2005-2015 : SOUVIENS-TOI ? Les blogueurs se rappellent de leur octobre et novembre 2005.
Les émeutes de banlieue de 2005, pour moi, c’est une musique d’abord. Celle des journaux télévisés, TF1 ou France 2, selon l’humeur du jour. Le lycéen que j’étais, assis à deux mètres de la télé, chaque soir décontenancé par ces images : voitures qui flambent, projectiles divers, plaintes des riverains. Égratignant l’idée que je me faisais d’une France paisible havre de paix, richesse, travail, logement. Tout ce dont nous manquions en Algérie. Tout ce qu’avait désormais mon grand-frère parti, comme tant d’autres, vers cette France fantasmée.
Le journal fini, je rejoignais ma famille à la cuisine pour le souper. Soupe à la grimace plutôt, la fierté de mes parents, voir un de leur fils là-bas en France, avait laissé place à l’inquiétude. Comment allait-il ? Comment s’en sortait-il, avec tous ces sauvages se demandait mon père qui d’un coup justifiait l’arrivée de Le Pen au second tour de la présidentielle de 2002.
Ma mère, plus pragmatique, s’inquiétait de ne pouvoir joindre mon frère. Elle tombait, toujours sur cette messagerie vocale. Elle qui voulait juste avoir des nouvelles, juste entendre sa voix. Les journaux télévisés se succédaient toujours plus spectaculaires, reporters en gilets pare-balles, et mon frère qui ne répondait toujours pas. Angoisse, il doit s’être pris une balle, c’est sûr, affirmait mon père, clope d’après repas au bec, tu as vu l’état des rues, les policiers en casques et gilets pare-balles, ces sauvages, la France, ils ont en fait Baghdad…

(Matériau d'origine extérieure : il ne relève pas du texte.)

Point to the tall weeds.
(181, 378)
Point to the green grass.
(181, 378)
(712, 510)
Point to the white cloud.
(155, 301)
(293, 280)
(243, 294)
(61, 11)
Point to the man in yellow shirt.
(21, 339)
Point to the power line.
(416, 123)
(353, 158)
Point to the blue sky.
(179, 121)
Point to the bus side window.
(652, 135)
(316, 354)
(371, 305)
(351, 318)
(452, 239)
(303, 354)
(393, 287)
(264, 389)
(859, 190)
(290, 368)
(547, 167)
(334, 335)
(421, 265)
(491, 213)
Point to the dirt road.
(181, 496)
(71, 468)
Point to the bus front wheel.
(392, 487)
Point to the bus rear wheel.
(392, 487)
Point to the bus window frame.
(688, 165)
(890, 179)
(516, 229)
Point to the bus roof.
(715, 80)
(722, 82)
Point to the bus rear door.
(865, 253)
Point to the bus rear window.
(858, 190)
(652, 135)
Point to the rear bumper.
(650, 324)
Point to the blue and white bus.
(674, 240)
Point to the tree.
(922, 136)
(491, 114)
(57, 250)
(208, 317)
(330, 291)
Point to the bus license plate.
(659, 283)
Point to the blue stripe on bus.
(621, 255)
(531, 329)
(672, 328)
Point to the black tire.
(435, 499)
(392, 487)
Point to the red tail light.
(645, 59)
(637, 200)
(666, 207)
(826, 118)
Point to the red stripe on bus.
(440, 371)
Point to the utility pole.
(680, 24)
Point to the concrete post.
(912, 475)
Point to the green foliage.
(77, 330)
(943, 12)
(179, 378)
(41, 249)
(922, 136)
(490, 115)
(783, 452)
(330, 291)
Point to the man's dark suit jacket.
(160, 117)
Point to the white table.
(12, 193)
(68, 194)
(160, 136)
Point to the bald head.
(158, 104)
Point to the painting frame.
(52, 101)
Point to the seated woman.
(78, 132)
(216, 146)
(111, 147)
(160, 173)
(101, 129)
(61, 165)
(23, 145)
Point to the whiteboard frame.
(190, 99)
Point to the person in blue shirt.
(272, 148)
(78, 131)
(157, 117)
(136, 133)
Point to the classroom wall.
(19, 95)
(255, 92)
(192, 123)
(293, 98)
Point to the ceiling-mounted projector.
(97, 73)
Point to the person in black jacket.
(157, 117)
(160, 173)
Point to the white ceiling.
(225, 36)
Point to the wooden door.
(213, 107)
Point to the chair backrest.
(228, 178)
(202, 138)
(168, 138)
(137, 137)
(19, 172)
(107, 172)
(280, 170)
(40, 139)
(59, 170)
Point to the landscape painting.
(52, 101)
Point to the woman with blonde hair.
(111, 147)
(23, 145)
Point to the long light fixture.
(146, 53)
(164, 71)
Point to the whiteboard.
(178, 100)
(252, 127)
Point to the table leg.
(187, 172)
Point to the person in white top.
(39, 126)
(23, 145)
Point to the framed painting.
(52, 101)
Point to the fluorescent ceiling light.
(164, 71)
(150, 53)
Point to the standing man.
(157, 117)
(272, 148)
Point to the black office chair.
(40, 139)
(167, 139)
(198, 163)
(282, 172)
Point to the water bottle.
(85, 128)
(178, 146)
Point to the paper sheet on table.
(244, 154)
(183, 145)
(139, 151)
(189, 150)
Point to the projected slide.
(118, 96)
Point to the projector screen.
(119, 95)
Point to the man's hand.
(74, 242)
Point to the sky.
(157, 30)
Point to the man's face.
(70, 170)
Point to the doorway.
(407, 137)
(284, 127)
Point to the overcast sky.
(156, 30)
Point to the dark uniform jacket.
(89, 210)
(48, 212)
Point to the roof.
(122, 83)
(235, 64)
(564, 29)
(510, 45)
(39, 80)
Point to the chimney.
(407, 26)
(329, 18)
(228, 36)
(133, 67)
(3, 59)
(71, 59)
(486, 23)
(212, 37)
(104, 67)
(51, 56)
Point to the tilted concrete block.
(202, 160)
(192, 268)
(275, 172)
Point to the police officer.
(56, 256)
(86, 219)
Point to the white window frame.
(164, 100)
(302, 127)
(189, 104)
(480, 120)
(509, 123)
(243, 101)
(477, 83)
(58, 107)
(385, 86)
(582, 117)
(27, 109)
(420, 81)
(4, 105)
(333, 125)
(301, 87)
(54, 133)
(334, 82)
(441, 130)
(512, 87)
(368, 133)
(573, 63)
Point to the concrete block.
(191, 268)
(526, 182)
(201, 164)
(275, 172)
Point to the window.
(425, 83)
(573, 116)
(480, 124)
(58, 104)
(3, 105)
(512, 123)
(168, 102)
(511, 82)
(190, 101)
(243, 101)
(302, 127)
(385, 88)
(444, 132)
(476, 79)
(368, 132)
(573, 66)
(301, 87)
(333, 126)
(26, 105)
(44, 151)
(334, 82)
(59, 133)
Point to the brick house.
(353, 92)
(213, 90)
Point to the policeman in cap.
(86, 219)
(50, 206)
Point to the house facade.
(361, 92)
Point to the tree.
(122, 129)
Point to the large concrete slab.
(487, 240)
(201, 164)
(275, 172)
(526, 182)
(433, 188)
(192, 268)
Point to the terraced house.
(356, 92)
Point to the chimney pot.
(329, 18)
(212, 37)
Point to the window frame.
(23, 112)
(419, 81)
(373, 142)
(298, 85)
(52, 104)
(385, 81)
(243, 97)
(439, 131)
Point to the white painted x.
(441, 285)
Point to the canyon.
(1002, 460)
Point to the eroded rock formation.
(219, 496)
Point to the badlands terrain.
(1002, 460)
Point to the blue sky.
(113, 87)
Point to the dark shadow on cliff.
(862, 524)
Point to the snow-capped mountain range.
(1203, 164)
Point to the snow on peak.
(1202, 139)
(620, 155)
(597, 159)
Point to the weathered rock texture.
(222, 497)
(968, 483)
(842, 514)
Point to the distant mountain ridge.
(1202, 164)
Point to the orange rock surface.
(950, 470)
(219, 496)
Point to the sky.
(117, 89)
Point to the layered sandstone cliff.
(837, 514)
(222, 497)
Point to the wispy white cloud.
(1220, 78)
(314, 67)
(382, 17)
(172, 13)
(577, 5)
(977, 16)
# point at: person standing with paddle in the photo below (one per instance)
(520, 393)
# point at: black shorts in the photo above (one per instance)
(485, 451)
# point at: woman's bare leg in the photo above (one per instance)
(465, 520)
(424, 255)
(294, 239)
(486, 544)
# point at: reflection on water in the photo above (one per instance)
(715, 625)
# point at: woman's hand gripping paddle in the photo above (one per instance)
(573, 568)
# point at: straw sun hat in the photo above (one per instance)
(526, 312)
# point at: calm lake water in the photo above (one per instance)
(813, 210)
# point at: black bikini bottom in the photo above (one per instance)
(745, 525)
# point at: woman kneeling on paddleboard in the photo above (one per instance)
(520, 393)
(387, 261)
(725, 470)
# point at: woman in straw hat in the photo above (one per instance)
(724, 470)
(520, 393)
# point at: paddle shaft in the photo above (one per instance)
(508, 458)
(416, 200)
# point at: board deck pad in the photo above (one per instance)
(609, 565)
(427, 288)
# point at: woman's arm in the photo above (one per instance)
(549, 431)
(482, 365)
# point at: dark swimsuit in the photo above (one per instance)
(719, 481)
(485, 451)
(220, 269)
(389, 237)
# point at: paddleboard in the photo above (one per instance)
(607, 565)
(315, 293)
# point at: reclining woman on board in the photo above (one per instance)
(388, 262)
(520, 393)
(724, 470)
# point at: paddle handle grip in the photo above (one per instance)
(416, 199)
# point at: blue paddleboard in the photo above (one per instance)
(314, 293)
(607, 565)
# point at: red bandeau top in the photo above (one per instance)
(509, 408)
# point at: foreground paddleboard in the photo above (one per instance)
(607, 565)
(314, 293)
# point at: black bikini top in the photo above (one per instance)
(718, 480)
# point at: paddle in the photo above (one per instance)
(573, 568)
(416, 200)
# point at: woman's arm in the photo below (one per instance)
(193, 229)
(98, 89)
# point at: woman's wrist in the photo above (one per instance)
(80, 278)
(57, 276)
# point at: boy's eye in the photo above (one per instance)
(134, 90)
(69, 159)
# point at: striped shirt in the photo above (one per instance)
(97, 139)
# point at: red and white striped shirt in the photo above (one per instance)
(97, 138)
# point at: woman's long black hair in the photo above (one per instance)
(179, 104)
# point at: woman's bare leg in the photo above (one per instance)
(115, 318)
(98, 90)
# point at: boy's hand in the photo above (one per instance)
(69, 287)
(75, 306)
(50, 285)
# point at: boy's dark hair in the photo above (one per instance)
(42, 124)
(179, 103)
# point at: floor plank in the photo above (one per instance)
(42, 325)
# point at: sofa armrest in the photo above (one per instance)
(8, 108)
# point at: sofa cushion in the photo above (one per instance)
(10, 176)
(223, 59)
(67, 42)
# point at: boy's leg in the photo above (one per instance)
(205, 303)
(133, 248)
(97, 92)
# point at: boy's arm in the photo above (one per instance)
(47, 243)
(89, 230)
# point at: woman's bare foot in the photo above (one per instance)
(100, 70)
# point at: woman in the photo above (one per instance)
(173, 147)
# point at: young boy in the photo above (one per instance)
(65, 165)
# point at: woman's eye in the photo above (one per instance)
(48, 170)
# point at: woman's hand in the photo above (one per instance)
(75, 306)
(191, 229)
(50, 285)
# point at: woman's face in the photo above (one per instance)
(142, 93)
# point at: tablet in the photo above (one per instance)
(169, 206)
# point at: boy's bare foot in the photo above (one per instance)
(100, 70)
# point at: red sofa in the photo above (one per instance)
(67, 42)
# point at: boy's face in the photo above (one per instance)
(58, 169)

Et puis au salon, d’un coup, notre vieux téléphone bleu à cadran qui résonne. On se masse autour. On le laisse sonner. Ma mère qui se décide à décrocher. C’est lui, mon frère, qui nous appelle. Tout va bien. Pas grand-chose à dire, à Aulnay-Sous-Bois (93), il n’a rien vu ou si peu… des voitures calcinées, un garage Renault incendié, ah oui, un soir en rentrant à pied de son travail dans le XIII° arrondissement, il avait dû changer de route et rallonger son parcours d’une bonne demi-heure. C’était impressionnant de voir tous ces gamins courir, hurler de partout, mais rien de bien dangereux. Sinon au niveau de ses études tout allait bien, son boulot au théâtre du treizième lui plaisait… rien à signaler. Ce soir-là, nous nous étions couchés, certes rassurés, un peu bêtes tout de même.